Poetry is a language of feelings. People write poems to express their feelings, emotions, to share their attitude to people, nature lovers, and other items. Poetry is very abstract, symbolical in most cases. Poets try to express what they want with the help of different stylistic devices and means of expression to make their poetry more emotional and touching. Abstract notions make people use imagination, associate what they read with life and direct them to try to find the real meaning of the poem, to identify its aim.
“In some ways reading poetry is much like reading fiction: we observe details of action and language, make connections and inferences, and draw conclusions” (DiYanni 2005-519) We are going to analyze the poem “Root Cellar” by Theodore Roethke. We should not forget that “without a good deal of knowledge about poetry and considerable practice in reading it, judgments about the aesthetic worth of particular poems need to be made with caution.” (DiYanni 2005-514)
“Root Cellar” by Theodore Roethke is an eleven lines poem that expresses the author’s attitude to life and wants to deliver this attitude to the reader.
The poet gives us the description of a cellar in his “Root Cellar”. The description is rather pessimistic and gloomy. The cellar, in our opinion, is associated with life. When Theodore Roethke describes the cellar with such words as “lolling”, “dark”, “mildewed”, “drooped”, “broke”, “evil”, he means some troubles in people’s life. He describes life from the most pessimistic side; he wants to show the worst life he could imagine to tell people that it is not a reason to finish it. The last two lines confirm our guesses:
Nothing would give up life:
Even the dirt kept breathing a small breath. (DiYanni 2005).
The author wanted to tell that any problems, no matter how terrible they seem from first sight, are not the reason to stop living, it is not the reason to prevent you from such a great opportunity, given by God, to live.
The images, presented in the poem help the reader to understand what the author wanted to say.
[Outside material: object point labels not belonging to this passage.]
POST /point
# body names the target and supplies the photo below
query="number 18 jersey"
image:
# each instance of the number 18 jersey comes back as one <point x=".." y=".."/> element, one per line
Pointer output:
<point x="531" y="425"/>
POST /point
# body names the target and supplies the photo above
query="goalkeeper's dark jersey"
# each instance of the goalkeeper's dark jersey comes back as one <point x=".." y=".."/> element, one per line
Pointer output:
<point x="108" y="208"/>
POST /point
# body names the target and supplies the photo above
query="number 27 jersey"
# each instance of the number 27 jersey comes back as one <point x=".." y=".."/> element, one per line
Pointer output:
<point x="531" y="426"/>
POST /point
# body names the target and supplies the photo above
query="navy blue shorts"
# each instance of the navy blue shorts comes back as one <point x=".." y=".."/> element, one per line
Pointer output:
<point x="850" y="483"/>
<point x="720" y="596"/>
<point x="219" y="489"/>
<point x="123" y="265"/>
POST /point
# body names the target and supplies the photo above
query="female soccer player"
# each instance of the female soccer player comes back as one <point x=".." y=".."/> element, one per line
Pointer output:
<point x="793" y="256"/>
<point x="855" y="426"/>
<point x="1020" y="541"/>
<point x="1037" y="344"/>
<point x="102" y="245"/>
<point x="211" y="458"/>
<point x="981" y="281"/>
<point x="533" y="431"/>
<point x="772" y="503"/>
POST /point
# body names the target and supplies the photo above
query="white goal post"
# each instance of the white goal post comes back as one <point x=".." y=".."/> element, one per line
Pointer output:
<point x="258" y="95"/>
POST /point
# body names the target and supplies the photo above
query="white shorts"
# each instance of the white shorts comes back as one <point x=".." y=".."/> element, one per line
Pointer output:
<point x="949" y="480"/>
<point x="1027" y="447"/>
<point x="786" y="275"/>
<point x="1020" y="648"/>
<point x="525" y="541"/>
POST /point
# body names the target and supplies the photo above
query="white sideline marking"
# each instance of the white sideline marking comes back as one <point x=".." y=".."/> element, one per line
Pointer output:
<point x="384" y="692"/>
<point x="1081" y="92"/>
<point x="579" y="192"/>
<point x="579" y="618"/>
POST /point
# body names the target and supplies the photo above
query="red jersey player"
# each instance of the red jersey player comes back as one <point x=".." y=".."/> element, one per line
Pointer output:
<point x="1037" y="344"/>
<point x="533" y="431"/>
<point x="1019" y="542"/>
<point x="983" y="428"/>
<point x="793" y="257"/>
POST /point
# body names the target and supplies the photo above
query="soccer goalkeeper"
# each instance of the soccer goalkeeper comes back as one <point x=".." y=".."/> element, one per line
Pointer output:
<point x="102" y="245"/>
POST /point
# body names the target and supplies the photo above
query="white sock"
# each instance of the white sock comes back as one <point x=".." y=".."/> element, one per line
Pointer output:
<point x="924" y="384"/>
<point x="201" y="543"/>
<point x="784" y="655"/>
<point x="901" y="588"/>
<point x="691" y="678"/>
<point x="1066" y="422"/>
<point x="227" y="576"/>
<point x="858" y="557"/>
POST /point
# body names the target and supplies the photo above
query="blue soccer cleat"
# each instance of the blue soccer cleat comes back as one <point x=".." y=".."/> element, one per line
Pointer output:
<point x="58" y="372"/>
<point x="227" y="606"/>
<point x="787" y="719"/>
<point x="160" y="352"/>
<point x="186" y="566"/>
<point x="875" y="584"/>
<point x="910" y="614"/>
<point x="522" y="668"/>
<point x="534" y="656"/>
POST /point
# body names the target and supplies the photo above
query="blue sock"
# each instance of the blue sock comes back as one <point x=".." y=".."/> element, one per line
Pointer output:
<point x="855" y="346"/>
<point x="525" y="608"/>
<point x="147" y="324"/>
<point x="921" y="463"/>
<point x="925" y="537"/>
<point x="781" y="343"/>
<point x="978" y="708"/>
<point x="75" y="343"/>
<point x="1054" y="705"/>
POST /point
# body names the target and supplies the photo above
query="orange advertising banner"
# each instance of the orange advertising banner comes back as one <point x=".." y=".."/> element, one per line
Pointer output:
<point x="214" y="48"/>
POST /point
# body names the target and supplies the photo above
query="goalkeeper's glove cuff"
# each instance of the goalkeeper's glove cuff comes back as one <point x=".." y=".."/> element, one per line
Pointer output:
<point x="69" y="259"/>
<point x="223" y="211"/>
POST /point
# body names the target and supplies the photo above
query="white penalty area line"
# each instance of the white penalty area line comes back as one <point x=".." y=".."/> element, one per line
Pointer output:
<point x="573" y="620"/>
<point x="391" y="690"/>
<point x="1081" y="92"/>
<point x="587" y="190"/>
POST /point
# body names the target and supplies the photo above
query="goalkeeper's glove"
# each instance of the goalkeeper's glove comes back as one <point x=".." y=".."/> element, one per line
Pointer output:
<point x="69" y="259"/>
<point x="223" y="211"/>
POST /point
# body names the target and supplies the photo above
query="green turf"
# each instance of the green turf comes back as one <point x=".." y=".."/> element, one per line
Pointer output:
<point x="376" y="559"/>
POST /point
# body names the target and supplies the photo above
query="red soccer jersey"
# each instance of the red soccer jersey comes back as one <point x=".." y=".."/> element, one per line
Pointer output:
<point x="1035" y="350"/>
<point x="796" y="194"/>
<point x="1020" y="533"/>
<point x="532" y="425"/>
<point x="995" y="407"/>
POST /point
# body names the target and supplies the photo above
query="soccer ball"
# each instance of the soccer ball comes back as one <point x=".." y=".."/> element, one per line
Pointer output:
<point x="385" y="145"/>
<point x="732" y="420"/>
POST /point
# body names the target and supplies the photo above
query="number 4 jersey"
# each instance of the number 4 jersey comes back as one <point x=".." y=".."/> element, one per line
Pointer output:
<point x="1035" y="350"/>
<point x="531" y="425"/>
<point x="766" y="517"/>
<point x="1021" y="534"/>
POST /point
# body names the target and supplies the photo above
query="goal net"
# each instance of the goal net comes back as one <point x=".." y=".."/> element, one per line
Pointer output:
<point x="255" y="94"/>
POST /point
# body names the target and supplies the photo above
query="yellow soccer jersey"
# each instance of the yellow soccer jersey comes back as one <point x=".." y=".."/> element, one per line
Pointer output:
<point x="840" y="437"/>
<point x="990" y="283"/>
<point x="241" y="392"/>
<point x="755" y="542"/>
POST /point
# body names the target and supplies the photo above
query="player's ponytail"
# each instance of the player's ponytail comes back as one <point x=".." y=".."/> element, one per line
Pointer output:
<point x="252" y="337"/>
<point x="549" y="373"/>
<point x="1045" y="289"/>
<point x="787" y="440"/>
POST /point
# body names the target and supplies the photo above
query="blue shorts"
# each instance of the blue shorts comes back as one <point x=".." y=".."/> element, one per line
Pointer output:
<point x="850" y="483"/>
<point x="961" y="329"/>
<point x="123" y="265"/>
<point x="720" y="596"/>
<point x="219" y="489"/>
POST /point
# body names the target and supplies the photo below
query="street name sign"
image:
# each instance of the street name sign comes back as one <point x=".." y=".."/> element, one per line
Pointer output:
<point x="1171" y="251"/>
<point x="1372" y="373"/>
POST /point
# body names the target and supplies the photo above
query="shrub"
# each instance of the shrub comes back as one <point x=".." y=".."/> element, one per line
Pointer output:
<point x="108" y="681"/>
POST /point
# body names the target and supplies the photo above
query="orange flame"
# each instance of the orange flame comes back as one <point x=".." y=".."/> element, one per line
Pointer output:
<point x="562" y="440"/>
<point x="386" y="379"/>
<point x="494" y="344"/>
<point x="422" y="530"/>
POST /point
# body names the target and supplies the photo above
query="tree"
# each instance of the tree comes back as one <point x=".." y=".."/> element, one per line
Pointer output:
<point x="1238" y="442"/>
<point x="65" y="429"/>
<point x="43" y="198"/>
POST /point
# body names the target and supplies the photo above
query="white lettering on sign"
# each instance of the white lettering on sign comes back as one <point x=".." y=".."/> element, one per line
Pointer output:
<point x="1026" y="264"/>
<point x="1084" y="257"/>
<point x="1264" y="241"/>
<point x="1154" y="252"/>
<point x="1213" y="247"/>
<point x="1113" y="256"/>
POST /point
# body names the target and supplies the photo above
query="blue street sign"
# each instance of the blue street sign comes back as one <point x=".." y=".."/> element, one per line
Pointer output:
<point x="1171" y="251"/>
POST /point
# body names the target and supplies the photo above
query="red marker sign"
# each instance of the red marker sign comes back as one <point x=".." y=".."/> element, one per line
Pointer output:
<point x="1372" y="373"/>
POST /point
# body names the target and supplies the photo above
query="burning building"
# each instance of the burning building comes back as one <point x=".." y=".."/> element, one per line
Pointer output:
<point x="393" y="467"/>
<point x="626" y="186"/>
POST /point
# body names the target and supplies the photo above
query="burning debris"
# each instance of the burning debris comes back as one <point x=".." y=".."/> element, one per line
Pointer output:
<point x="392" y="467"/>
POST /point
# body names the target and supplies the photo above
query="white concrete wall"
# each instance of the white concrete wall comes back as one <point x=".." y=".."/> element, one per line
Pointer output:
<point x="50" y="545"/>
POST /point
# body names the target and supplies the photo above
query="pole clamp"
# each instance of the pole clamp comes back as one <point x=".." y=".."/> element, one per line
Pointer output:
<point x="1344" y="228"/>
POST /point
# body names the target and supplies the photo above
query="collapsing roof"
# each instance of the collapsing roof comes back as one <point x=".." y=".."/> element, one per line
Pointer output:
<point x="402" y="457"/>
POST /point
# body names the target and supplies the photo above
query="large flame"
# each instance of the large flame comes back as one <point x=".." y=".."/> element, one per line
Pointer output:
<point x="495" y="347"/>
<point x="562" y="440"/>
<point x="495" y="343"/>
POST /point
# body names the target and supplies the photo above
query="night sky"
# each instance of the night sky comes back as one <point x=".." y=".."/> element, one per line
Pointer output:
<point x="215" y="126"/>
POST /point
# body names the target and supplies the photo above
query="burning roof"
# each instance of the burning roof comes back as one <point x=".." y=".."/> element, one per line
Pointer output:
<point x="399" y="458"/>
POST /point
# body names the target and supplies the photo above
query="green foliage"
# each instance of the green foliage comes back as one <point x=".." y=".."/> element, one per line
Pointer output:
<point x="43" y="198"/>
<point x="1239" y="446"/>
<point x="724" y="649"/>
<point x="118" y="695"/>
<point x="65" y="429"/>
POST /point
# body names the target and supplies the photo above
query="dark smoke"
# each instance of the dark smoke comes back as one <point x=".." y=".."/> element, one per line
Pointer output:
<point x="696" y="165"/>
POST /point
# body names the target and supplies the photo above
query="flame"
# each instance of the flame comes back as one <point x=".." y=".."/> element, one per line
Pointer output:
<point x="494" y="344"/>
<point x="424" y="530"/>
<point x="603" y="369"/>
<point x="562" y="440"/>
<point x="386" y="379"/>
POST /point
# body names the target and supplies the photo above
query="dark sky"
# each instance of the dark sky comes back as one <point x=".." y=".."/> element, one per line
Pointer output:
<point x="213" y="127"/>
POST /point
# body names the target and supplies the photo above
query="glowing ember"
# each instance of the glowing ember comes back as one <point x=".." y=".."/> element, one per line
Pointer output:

We read not about a “cellar” but about a life which can be like a cellar, dark and horrible. The cellar is the symbol of life. The life of every person may be hard, every person may face some difficulties and tragedies in their life and the life of people may be like that cellar in the poem, dark and terrible, but it is not the end. “Nothing” would make a person “give up life”. (DiYanni 2005)
The author uses simile at the very beginning of the poem, in the first line, to underline his negative attitude to the cellar, to show that he also perceives life as something problematic, but still he continues his life and prevents us from thoughtless actions. The simile makes our imagination work faster and to imagine that “dank as a ditch” cellar.
The other simile is “evil necks, like tropical snakes” the author uses to create the horrible effect. “Evil necks”, “tropical snakes” – all these word combinations are aimed to frighten us, to make us imagine the cellar as something terrible where it is impossible to live.
The usage of metaphors strikes our attention. With the help of metaphors, the author tries to deliver readers with a negative perception of the cellar. All the metaphors he uses are with negative meanings.
All these stylistic devices aim to show the horrible cellar. Then the author makes the parallel between the cellar and life and tries to convince people that their life is much better than he has depicted. Life is so great that it should not be finished only because one episode brings you some problems.
The author uses repetitions to maintain his attitude to the idea to “give up life”. He writes that “nothing” could be the reason to do that. The first “nothing’ is rather strong as it is the very first word in the poem. The other “nothing” is also rather provocative as it is given as the first word of the last line. So, the reader has an impression that every word is given with reflection of “nothing”. Nothing may occur in people’s lives to make them finish it. No matter how dark, terrible life is, how much evil is there.
The punctuation also plays not the last part. There is only one exclamatory mark, but it gives the tone for the whole poem. The line
And what a congress of stinks! (DiYanni 2005)
makes an impression that there is everything wrong in that cellar, that all evil that could be imagined is represented there. The author gives us the vision that all evil is not only assisted at that cellar but also is in a very close connection.
So, the poem is rather strong in the tone relation. The author represents the worst picture of life to show people that it is possible to live in such conditions and nothing may happen to be the reason to give it up. The author’s usage of different stylistic devices and means of expression makes it possible to the reader to understand the whole image that the author wanted to deliver to him/her.
Works Cited
DiYanni, Robert. Literature: Reading Fiction Poetry and Drama. McGraw-Hill College, 2005.